No segmento de aviação geral é comum encontrarmos aeronaves cujos sofisticados painéis se tornaram o maior desafio para a capacitação do piloto. Hoje, vários operadores aéreos já exigem experiência em suítes como o painel Garmin G1000 e o Honeywell Pro Line 21 na hora de contratar pilotos. Mas os custos de aquisição de um painel completo pode significar um terço do preço total da aeronave. Em alguns casos, como o do experimental RV10, o valor chega a quase metade do preço do avião inteiro. Há razão para tanta tecnologia? Será que a existência de um sofisticado sistema de aviônicos garante mais segurança?
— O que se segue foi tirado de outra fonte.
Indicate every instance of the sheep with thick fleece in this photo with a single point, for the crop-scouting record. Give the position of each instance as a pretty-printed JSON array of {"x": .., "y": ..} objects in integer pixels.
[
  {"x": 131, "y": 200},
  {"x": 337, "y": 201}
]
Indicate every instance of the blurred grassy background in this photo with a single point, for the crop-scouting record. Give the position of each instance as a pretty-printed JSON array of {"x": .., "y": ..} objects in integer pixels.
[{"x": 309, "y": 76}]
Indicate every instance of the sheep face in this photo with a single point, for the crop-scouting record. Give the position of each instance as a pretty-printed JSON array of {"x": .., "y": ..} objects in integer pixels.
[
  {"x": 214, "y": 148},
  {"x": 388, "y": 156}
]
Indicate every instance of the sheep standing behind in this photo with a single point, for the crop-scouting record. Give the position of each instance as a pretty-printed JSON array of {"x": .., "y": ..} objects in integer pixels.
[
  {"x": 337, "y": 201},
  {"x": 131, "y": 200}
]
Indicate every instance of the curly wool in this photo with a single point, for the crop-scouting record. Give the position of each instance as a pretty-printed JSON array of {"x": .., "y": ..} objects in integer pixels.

Quanto, afinal, a complexidade de um conjunto de telas eletrônicas a bordo beneficia o piloto ou sua segurança?
Um sistema de aviônicos deve estar de acordo com as necessidades da operação que se pretende numa determinada aeronave. Um avião do GEIV (Grupo Especial de Inspeções em Voo), por exemplo, deverá ter aviônicos suficientes para cumprir sua missão de navegar por instrumentos até os auxílios a navegação e lá ter capacidade de verificar o seu perfeito funcionamento. Já o painel de uma aeronave que voa em rotas oceânicas deve contar com sistemas de navegação específicos para áreas remotas. Porém, quando se trata de uma aeronave de aviação geral, sem uma missão específica, ficam indefinidos os requisitos operacionais de sistemas embarcados, o que pode levar a escolhas insensatas. Algumas reflexões podem ajudar na decisão do tamanho certo da aviônica para o uso cotidiano.
REGRAS VFR
Aviões que voam em regras VFR, como os experimentais de uso pessoal, devem trazer a bordo sistemas que ajudem na expansão da visão do piloto. Nessas regras é necessário que o tripulante olhe constantemente para fora e à frente do seu cockpit. Sua visão é diretamente responsável pelo voo estável, uma vez que compara a posição espacial da aeronave com o horizonte natural. Mas o horizonte natural pode estar obscurecido por névoa seca, comum no Centro-Oeste, pela poluição da grande São Paulo, por colunas de chuva etc. Ainda que as condições de voo permaneçam VMC, um horizonte artificial pode ser útil. E se o operador resolver instalar um, melhor que seja eletrônico, pelas diversas vantagens que leva sobre sistemas mecânicos. Neles não há rolamentos e articulações que exijam manutenção rotineira. E na tela, além da posição espacial, podem ser apresentadas informações sobre os ventos em altitude, rumos magnéticos, proas derivadas de bússolas eletrônicas, navegação RNAV, entre outros itens. Não estamos aqui incentivando pilotos que voam VFR a se preparar para condições IMC, absolutamente. Mas mesmo as condições VMC esperadas na rota podem evoluir para situações durante as quais um horizonte artificial eleva a percepção sensorial do piloto.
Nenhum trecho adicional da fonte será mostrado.